QUESTIONS & ANSWERS
How co-owned property is assessed?
QUESTION: We have a property settled by a Will jointly among the brothers, so that we are co-owners of the property. Are we entitled to separate assessment?
Since the property is let out, but a consolidated payment is made to one of us, who has signed the lease agreement as power of attorney, tax is being deducted in his name.
How do we get the tax credit, since we are separately paying tax on the respective share of income from the property?
ANSWER: Co-owners have identifiable interest in the property under the property laws. Sec. 26 specifically provides that each co-owner is assessable on his share of the income from the property. It follows that deductions would also separately be available under Sec. 24. Tax is also required to be deducted in respect of payment to each co-owner so that tax credit can be availed by each such co-owner, even if the certificate is a consolidated one.

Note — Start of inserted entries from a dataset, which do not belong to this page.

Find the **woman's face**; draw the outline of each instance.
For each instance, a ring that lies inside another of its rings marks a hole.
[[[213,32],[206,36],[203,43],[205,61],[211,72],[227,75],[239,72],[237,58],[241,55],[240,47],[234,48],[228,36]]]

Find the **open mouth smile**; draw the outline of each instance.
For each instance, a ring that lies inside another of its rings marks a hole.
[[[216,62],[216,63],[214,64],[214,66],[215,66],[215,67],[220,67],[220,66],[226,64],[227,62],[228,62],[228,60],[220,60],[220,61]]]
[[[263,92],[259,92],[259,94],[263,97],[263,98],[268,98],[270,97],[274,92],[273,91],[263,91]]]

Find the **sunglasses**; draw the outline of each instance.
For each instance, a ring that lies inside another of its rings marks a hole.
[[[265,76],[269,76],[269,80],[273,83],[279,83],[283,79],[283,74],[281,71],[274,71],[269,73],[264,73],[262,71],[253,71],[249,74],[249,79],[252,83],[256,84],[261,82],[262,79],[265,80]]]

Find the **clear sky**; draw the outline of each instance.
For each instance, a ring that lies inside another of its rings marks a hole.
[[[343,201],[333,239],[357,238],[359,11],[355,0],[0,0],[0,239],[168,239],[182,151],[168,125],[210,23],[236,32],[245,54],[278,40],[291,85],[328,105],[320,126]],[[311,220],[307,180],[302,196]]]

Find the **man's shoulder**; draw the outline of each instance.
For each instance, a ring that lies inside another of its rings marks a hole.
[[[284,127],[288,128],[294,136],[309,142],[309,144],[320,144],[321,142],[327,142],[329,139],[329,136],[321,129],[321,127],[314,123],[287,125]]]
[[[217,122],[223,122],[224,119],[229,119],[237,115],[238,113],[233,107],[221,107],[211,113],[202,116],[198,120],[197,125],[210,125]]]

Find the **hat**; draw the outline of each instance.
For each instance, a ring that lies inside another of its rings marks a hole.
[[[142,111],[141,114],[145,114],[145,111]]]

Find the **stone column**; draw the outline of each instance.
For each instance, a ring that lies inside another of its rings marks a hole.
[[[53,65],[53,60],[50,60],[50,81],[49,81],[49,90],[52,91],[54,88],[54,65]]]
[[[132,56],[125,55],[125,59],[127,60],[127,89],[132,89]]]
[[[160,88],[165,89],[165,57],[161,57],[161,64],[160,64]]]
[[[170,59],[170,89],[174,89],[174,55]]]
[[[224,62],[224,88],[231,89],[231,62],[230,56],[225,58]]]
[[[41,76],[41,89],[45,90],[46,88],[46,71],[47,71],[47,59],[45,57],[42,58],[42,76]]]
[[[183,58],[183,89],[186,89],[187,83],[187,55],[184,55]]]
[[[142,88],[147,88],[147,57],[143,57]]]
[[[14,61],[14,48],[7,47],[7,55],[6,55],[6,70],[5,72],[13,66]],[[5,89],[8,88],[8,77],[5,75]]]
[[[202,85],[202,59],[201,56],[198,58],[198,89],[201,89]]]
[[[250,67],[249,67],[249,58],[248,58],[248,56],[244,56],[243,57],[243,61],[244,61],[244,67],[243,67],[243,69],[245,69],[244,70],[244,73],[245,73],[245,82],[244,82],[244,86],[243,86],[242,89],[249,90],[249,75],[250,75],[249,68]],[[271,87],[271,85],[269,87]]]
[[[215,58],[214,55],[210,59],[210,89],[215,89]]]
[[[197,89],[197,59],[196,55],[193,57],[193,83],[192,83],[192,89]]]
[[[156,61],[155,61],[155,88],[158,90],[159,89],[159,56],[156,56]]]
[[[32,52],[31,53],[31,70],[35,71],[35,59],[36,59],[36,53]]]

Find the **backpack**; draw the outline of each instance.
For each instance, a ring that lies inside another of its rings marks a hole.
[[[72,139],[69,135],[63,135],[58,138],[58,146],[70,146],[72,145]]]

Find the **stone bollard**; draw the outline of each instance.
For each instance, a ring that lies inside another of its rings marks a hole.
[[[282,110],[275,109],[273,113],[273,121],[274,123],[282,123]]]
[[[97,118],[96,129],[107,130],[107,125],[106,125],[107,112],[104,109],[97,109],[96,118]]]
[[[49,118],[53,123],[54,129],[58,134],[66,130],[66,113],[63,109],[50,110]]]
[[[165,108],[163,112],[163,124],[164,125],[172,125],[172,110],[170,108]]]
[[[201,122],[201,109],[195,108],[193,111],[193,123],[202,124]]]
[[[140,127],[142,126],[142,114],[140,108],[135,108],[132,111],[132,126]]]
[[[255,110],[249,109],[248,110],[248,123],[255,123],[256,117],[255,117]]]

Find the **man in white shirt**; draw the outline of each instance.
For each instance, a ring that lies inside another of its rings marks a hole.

Even where a single payment is made, as had been done so far, a request may be made to the deductor to issue separate TDS certificates in view of the lease agreement indicating divisible ownership. However, nothing prevents the assessing officer from giving proportionate credit on the TDS certificate issued in the name of one of the co-owners, especially where all co-owners are assessed in the same circle. Certificates mentioning the credit available to each co-owner can be issued by the assessing officer with whom the original consolidated certificate is filed. On such certificates, credit can be given by the assessing officer, who is assessing the co-owner.
However, the easier course is for the assessee to receive payment with TDS certificate for each co-owner separately in future, so as to avoid any difficulty in the matter of tax credit.